My whole time in there, I heard a few creaks, and whatnot but just blamed them on my stepping, and the age of the building. I had been in there about six minutes when finally I heard something that absolutely made my stomach drop. The only thing that I could assign the sound to was a drawer of a morgue refrigerator slamming shut. (The large lockers where the dead are stored before burial) I did not explode and bolt out of there. I knew that if I had done that, I would have gotten scared that something was right behind me chasing me. I tried to keep calm and walk out of that place without panic, but in the back of my mind, I knew that I had never been so scared in my life. After an eternity it seemed I jumped out of the window and landed back on the porch of the Van Ness Asylum. I ran through the field and got on my bike and rode home. It’s not like my endeavor was over, I still had to ride nearly a mile home in anguishing fear on the dark deserted streets of Van Ness.

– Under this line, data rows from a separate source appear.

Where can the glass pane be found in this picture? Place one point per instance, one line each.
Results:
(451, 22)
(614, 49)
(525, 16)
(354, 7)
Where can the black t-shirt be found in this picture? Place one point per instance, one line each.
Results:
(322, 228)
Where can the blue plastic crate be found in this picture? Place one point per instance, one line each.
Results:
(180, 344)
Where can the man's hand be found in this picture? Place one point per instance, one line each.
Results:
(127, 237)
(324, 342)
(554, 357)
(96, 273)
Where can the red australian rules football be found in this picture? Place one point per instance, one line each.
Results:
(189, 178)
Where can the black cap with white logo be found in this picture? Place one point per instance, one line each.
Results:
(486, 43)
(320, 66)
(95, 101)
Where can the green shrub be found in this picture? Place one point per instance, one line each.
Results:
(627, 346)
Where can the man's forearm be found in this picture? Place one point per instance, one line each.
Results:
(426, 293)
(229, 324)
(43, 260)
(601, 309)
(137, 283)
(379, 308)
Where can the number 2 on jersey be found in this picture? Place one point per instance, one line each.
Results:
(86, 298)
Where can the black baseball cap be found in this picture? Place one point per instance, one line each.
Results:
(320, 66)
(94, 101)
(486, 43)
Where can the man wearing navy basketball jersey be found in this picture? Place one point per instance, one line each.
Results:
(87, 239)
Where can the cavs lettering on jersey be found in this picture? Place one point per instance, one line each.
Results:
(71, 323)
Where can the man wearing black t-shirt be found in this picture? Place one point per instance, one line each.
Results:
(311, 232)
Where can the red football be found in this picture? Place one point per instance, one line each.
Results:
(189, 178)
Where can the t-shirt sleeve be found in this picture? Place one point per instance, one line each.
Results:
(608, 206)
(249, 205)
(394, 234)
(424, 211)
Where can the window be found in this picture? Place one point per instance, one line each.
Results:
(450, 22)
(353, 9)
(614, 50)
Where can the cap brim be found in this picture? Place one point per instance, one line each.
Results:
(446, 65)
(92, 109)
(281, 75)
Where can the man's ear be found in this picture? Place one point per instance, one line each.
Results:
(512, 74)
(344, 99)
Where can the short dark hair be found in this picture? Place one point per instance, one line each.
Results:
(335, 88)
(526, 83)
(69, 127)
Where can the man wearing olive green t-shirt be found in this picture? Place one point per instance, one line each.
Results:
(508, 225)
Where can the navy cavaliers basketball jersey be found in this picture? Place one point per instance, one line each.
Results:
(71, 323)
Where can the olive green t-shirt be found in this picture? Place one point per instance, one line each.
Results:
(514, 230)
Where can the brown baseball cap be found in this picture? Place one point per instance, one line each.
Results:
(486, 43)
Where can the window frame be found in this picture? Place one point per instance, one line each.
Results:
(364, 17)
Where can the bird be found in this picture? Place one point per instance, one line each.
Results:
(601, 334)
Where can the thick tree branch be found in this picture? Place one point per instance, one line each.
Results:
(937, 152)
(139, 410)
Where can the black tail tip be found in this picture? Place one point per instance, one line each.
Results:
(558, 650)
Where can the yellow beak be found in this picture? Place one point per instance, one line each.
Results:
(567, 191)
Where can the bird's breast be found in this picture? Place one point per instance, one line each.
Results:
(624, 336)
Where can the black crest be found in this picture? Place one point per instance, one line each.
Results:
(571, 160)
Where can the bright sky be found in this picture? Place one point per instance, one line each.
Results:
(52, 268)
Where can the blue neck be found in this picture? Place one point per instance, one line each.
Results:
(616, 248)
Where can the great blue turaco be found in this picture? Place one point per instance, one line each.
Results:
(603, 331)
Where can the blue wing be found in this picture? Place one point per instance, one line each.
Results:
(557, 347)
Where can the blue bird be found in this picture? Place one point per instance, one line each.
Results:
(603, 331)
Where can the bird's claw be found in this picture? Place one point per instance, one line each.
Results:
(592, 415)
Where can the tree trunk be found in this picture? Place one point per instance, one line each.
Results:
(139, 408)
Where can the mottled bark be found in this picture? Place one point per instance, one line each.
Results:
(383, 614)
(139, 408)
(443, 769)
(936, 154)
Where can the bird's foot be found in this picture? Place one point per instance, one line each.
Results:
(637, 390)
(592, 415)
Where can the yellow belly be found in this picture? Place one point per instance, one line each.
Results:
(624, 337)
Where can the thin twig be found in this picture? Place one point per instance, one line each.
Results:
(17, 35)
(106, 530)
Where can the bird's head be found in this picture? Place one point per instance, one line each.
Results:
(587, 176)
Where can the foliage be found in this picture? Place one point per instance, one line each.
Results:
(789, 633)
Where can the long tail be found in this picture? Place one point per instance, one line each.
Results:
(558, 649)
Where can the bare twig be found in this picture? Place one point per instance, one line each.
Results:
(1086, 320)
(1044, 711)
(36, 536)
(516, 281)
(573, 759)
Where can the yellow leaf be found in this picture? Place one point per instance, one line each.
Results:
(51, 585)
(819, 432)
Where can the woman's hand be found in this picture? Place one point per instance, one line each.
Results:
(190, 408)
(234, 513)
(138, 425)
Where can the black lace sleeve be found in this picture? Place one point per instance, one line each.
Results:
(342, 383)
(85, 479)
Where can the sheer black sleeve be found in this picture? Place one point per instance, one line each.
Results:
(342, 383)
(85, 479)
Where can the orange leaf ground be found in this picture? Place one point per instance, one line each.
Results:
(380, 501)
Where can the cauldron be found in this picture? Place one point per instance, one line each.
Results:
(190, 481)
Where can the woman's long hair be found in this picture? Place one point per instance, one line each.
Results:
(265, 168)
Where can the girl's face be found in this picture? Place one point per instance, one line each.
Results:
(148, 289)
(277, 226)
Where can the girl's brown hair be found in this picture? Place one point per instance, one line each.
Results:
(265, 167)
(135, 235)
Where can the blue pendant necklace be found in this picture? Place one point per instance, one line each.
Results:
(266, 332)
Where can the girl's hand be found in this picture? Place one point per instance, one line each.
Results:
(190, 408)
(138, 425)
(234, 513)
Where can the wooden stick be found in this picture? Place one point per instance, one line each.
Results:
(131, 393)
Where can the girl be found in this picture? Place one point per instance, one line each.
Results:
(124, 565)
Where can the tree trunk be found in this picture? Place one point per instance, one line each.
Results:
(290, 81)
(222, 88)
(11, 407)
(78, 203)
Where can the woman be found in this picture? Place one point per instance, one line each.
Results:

Soon, I was home safe and sound. I was so shaken up I didn’t think that I could return to living a normal life again. Falling asleep that night was very hard. I pushed through it, and the next day I felt a lot better.
Now, I suppose I could have sullied the story by making up some bullshit about how I saw a figure, or something touched me, or there was blood all over the walls. I know that some people would prefer to have some truly horrifying experience to make this long story all worth it, but I wanted to stay true to heart, and not spoil a true, and scary story. Need not worry however, the story is not over there.’ Here is the paranormal, truly unexplainable part:’
I called up my friend Cris and it seemed the both of us were done being mad, I told him about what had happened, and told him I’d meet him at his house in about an hour. I rode to his house and was there in about 40 minutes. I was very excited to tell him about it in person.
He was so amazed, that he decided he wanted to go and look at the asylum for himself. He also rode down Van Ness at least twice a year and did not recall seeing an asylum, night or daytime. I was very much still traumatized by last night, but I really wanted to show off the fact that I had gone into that scary fucking house all by myself. We decided we’d both take a bike ride down Van Ness to see the building. When we arrived there at about 3 PM, thirty minutes later, we had some trouble finding the house. I recalled the length and shape of the field of the asylum, and I saw a field that matched it, but saw no menacing asylum on top of it. This didn’t make sense, it didn’t add up, just like the asylum being there in the first place. I didn’t understand. But as I stated earlier, there are just some things in life you cannot explain.